Mi vida en dos casas y una maleta
Tengo 15 años y soy hija única. La gente que me conoce no suele pensar que soy hija única porque hablo con la rapidez de alguien que siempre ha tenido que competir por el espacio en una conversación, como si tuviera diez hermanos. Pero no, solo soy yo.
Crecí en un buen barrio de California, con buenos amigos y dos padres cariñosos, jugando al aire libre con mi padre los fines de semana y leyendo libros con mi madre entre semana. He estado sola muchas veces pero no me he sentido sola. Nunca he necesitado nada que no haya conseguido, y todo lo que deseo suele hacerse realidad. Y todo eso, creo, es la razón por la que el divorcio de mis padres me afectó tanto.
Fue hace siete años cuando una tarde mis padres llegaron a la sala y apagaron la televisión. Estaba viendo mi programa favorito, The Biggest Loser. Al principio me sentí molesta, y luego confundida, cuando empezaron a explicarme cómo su matrimonio no funcionaba y cómo se estaban separando pero seguían siendo amigos.
Para cualquier niño, pero especialmente para un hijo único, procesar el divorcio de los padres es muy parecido a pasar por las etapas del duelo.
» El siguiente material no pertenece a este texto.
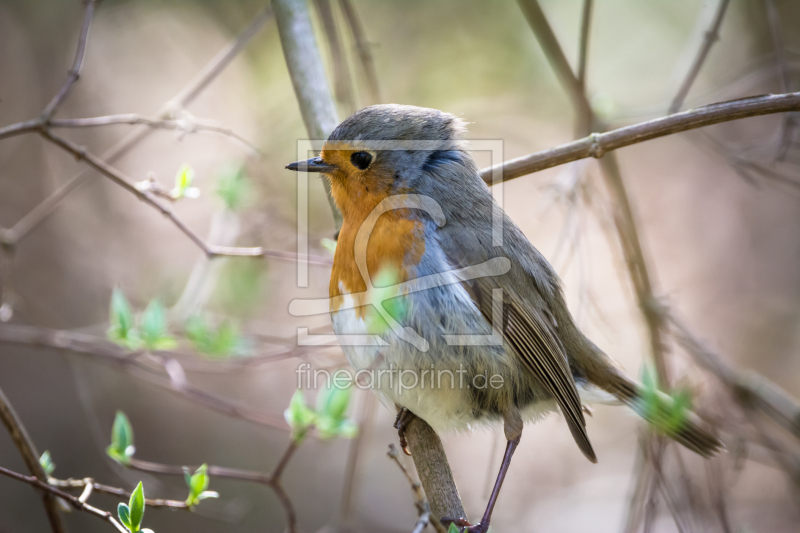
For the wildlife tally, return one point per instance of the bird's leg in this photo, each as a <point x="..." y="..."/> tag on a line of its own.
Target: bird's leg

Y no quiero parecer demasiado dramática ni restarle importancia a la angustia de perder a un ser querido, pero cuando no tienes un hermano o una hermana que te recuerde cómo era la vida antes, que pueda servir de vínculo entre el pasado y el presente, manteniendo al menos una parte de la familia entera de alguna manera, solo queda la dura realidad del ahora. Para mí, el divorcio fue como la muerte de un miembro imaginario de la familia, alguien que ni siquiera sabía que existía y que, sin embargo, desempeñaba el singular papel de unir a nuestra familia.
En la primera etapa, la negación, me rehusaba a aceptar que el divorcio de mis padres estaba ocurriendo. Acompañaba a mi madre o a mi padre a las muestras de casas y a las oficinas de los agentes inmobiliarios. Con un libro o una barra de cereales en la mano, me alejaba de la realidad y creía que esa noche iba a volver a casa y los vería cenando juntos en la cocina, sonriendo y diciendo: “Perdón por haberte preocupado, mi amor, pero ya está todo bien”.
No fue hasta que cada uno de ellos se mudó a otra casa y vendieron la mitad de nuestros muebles que me di cuenta de que esa fantasía nunca se iba a convertir en realidad. Y en cuanto esa vida en dos casas se volvió permanente, mi esperanza se convirtió rápidamente en envidia, especialmente al final de la jornada escolar, cuando veía cómo a mis amigos los saludaban ambos padres. O durante la feria de ciencias de sexto grado, cuando tenía que transportar mi volcán incompleto entre casas mientras otros podían dejar el suyo intacto e instalado de manera permanente en su sótano o cochera, a la espera de volver a trabajar en él.